16.10 - Robust and Non-Robust Mode - Parallel Transporter

Teradata Parallel Transporter Reference

Product
Parallel Transporter
Release Number
16.10
Published
July 2017
Content Type
Programming Reference
Publication ID
B035-2436-077K
Language
English (United States)

For more robust restartability, use robust mode, which causes every DML operation to be checkpointed and ensures on restart that no operation is applied more than once.

The robust mode requires more writes to a restart log, which might impact performance more, however, using robust mode ensures that a restart avoids reprocessing rows that a normal interval checkpoint might necessitate.

Robust is the default mode for all Stream operator jobs. The Robust attribute turns the mode on or off. If uncertain whether to use robust restart logic, it is always safe to set the Robust parameter to 'Yes'.

  • Robust Mode – Setting the attribute to “yes” tells the Stream operator to use robust restart logic.
    VARCHAR Robust = 'Yes' (or 'Y')

    Robust mode causes a row to be written to the log table each time a buffer successfully completes its updates. Mini-checkpoints are written for each successfully processed row. These mini-checkpoints are deleted from the log when a checkpoint is taken, and are used at restart to identify the rows that have been successfully processed, which permits them to be bypassed at restart. In robust mode, each row is processed only once. The larger the Pack factor, the less overhead is involved in this activity.

    Choosing the Robust mode is particularly useful to avoid problems with data integrity and unacceptable performance. Robust mode is recommended in the following situations to avoid having an adverse affect on restarts:

    • INSERTs into multi-set tables – Robust mode prevents the insertion of duplicate rows, which could insert the same row a second time.
    • UPDATEs based on calculations – Robust mode prevents the duplicate application of calculations.
    • Large Pack factors – Robust mode does not involve the application and rejection of duplicate rows after restarts, which is a time-consuming process of logging errors to the error table.
    • Time-stamped data – Robust mode prevents the possibility of stamping identical rows with different time stamps, resulting in duplicate rows.

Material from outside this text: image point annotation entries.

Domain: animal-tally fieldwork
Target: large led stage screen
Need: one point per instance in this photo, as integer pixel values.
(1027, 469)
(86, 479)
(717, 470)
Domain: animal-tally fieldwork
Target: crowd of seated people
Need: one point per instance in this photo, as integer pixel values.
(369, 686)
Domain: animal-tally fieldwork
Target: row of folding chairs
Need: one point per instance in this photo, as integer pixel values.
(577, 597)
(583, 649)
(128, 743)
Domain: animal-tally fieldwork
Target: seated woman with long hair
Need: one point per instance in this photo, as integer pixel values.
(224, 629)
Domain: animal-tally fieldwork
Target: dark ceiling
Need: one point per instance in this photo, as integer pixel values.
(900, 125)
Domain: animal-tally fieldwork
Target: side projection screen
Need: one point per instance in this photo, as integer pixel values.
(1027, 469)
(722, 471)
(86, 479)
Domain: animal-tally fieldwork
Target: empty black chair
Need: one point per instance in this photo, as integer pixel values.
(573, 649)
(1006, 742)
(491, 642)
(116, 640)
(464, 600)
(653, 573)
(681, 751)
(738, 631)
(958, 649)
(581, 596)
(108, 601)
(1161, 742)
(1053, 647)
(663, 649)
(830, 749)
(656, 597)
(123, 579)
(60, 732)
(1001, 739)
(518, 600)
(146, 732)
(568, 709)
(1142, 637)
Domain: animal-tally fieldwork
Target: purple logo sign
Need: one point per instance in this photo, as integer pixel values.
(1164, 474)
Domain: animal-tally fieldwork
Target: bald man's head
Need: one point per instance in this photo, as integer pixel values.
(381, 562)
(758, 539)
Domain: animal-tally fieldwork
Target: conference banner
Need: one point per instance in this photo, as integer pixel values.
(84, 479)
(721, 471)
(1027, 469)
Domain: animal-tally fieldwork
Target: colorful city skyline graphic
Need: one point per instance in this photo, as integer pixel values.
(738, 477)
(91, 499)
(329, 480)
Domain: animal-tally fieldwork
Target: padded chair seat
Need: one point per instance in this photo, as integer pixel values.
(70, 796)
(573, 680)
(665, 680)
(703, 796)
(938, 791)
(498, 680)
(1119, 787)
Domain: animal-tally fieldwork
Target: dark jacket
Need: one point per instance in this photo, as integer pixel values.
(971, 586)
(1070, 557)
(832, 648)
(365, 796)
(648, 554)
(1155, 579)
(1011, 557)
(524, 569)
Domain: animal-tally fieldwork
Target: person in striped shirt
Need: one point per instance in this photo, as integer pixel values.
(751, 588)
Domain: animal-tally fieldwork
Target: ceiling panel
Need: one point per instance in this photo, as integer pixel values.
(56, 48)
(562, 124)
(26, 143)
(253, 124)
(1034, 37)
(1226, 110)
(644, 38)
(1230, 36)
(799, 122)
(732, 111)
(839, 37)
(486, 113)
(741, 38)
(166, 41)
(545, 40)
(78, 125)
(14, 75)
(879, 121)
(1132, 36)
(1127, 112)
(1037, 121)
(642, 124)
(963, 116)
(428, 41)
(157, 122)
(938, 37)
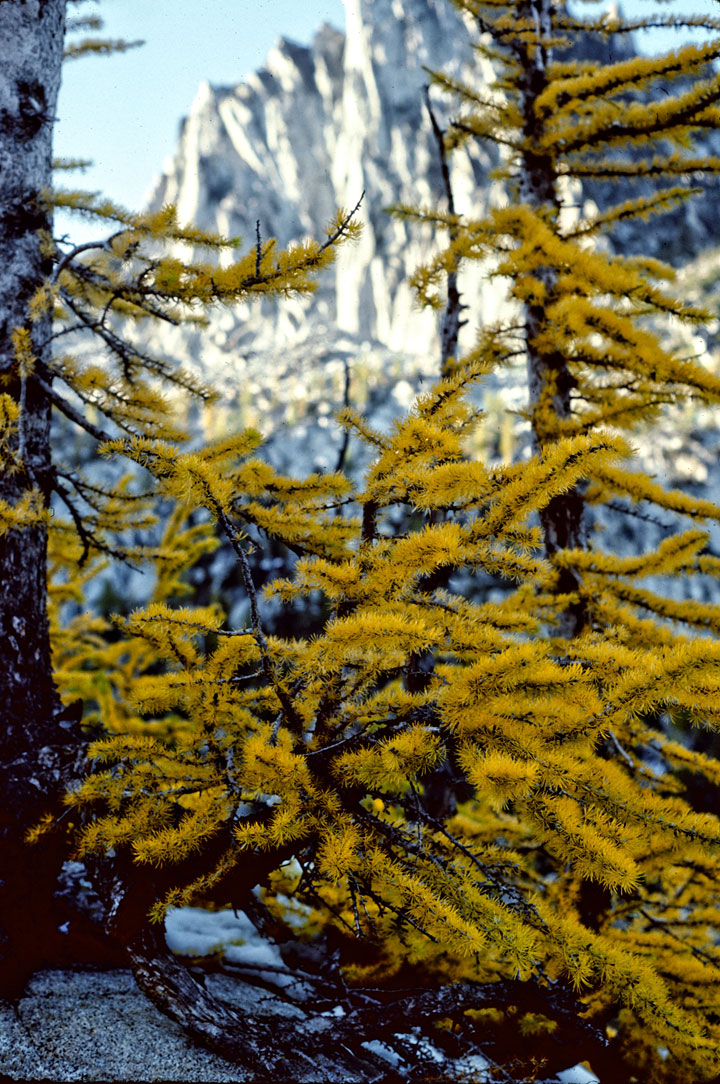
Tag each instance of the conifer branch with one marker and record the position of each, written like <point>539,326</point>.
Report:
<point>72,413</point>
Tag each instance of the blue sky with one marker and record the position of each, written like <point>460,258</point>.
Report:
<point>124,111</point>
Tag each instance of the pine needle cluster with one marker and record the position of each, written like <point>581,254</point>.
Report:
<point>480,790</point>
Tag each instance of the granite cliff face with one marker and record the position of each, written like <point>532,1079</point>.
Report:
<point>310,131</point>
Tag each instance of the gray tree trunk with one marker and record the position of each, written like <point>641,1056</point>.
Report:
<point>38,743</point>
<point>564,519</point>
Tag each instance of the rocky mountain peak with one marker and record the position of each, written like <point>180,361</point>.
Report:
<point>308,132</point>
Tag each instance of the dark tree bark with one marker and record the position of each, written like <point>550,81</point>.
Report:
<point>39,743</point>
<point>550,381</point>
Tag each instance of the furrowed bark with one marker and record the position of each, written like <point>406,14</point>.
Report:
<point>39,740</point>
<point>550,381</point>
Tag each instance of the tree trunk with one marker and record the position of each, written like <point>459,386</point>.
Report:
<point>39,740</point>
<point>550,381</point>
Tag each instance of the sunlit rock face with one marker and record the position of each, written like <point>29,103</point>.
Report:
<point>311,131</point>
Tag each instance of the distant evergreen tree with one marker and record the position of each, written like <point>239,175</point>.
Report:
<point>52,292</point>
<point>446,791</point>
<point>452,803</point>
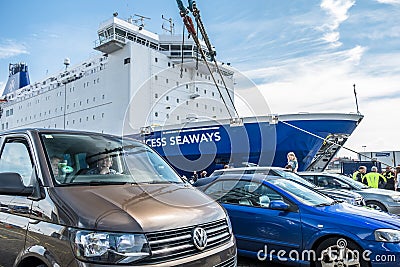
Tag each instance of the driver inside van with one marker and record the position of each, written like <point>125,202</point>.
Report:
<point>103,166</point>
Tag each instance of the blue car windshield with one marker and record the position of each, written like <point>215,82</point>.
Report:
<point>79,159</point>
<point>302,193</point>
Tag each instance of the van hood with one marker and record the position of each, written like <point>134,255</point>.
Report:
<point>134,208</point>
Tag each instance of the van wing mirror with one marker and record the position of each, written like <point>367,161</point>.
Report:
<point>11,184</point>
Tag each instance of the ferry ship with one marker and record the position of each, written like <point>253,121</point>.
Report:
<point>155,87</point>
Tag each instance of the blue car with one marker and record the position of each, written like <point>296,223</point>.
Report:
<point>275,219</point>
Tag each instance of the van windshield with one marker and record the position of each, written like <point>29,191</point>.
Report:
<point>93,159</point>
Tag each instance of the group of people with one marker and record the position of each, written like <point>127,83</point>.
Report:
<point>389,179</point>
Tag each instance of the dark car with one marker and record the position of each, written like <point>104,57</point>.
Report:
<point>274,218</point>
<point>336,193</point>
<point>380,199</point>
<point>74,199</point>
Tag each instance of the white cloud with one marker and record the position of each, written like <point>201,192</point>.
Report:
<point>392,2</point>
<point>10,48</point>
<point>338,13</point>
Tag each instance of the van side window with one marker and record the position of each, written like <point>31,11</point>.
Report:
<point>15,158</point>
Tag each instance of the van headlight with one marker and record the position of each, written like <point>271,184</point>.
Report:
<point>396,198</point>
<point>387,235</point>
<point>107,247</point>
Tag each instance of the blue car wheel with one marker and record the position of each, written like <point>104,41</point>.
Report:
<point>340,252</point>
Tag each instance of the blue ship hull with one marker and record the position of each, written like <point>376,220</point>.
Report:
<point>257,141</point>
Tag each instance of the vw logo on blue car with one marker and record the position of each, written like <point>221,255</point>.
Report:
<point>199,238</point>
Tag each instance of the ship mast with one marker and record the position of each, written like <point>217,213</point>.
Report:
<point>187,20</point>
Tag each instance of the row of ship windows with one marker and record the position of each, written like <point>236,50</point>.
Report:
<point>187,103</point>
<point>48,98</point>
<point>5,126</point>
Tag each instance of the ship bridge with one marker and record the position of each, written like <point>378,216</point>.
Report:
<point>114,34</point>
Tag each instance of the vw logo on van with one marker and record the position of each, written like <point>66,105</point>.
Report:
<point>200,238</point>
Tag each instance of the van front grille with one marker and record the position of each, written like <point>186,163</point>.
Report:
<point>178,243</point>
<point>229,263</point>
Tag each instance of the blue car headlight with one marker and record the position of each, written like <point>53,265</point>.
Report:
<point>107,247</point>
<point>387,235</point>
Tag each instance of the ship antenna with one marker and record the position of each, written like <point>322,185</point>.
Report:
<point>355,95</point>
<point>171,25</point>
<point>141,20</point>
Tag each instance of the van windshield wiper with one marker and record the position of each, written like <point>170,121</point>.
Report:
<point>94,183</point>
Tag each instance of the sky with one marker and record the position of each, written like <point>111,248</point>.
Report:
<point>303,55</point>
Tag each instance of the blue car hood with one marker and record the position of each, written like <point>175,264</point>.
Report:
<point>359,215</point>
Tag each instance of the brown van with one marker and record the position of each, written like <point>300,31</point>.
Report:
<point>72,198</point>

      If rows are reapplied in non-robust mode, each reapplied row is marked with a time stamp that is different from the original row even though all of the other data is identical. To Teradata, these reapplied rows are different rows with the same primary index value, so they are inserted even though they are duplicates.

  • Non-Robust Mode – Setting the attribute to “no” tells the Stream operator to use simple restart logic rather than robust logic.
    VARCHAR Robust = 'No' (or 'N')

    In a non-robust mode, restarts begin where the last checkpoint occurs in a job. Because some additional processing will most likely take place after the checkpoint is written, the requests that occur after the checkpoint are resubmitted by the Stream operator as part of the restart process. For Deletes, Inserts and Upserts, this does not usually cause a problem or harm the database; however, re-running statements generates more rows in the error table because the operator will be attempting to insert rows that already exist and to delete rows that do not exist.

    Re-attempting updates can also be a problem if update calculation, for example, is based on existing data in the row, such as adding 10% to an amount. Doing the update calculation a second time add an additional 10% to the amount, thus compromising data integrity. In this type of update, it is best to use robust mode to ensure that no DML operation is applied more than once.

    The non-robust (or simple restart) method does not involve the extra overhead that comes with the additional inserts to the restart log table that are needed for robust logic, so overall processing is notably faster.